Schleswig-Holsteins Innenminister Hans-Joachim Grote fordert von den Städten größere Anstrengungen ein, das Fahrradfahren sicherer zu machen. Mehr und bessere Radwege, Radschnellwege und vor allem für Radler entschärfte Kreuzungen seien der Schlüssel dazu, sagt der CDU-Politiker. Hintergrund sind die rapide steigenden Unfallzahlen in den Städten.

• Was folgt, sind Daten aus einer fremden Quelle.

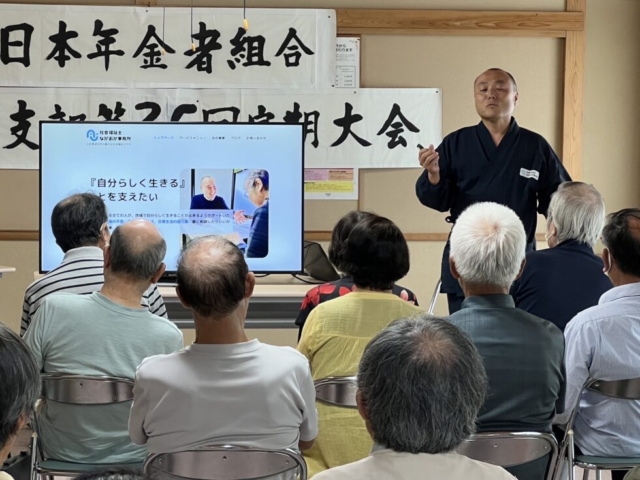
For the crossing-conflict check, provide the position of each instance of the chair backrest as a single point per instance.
(339, 391)
(225, 462)
(508, 449)
(86, 389)
(628, 389)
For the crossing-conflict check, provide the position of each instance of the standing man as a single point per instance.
(494, 161)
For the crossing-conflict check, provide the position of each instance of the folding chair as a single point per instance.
(338, 391)
(224, 462)
(509, 449)
(84, 391)
(624, 389)
(434, 298)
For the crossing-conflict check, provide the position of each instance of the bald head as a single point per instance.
(212, 275)
(136, 250)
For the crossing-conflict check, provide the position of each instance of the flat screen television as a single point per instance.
(189, 179)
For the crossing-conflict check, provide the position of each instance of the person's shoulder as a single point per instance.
(459, 134)
(163, 324)
(290, 355)
(158, 365)
(362, 469)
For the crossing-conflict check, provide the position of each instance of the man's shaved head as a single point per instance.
(137, 250)
(212, 275)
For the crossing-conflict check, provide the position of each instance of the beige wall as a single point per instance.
(612, 118)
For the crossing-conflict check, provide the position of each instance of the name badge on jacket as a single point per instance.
(529, 173)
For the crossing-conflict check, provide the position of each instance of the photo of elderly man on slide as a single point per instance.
(208, 199)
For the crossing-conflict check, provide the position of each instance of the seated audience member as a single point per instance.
(602, 343)
(208, 200)
(567, 278)
(336, 333)
(105, 333)
(19, 389)
(420, 385)
(79, 225)
(116, 473)
(338, 288)
(523, 354)
(224, 388)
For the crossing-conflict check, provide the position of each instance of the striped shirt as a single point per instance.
(80, 272)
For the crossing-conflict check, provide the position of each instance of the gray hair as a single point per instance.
(578, 213)
(488, 244)
(135, 259)
(422, 382)
(250, 181)
(211, 276)
(20, 383)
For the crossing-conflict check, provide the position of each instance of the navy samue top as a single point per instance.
(521, 173)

Jeder vierte im Verkehr Verunglückte war per Rad unterwegs

Der jüngste Verkehrssicherheitsbericht der Landespolizei weise es aus: „Jeder vierte Verunglückte im Straßenverkehr war 2018 ein Radfahrer“, sagt Grote. Und: Die Zahl der Unfälle in den Städten steigt. Grund sei, dass gerade dort immer mehr Menschen aufs Rad umsteigen und die Rad-Verkaufszahlen in die Höhe schnellen würden.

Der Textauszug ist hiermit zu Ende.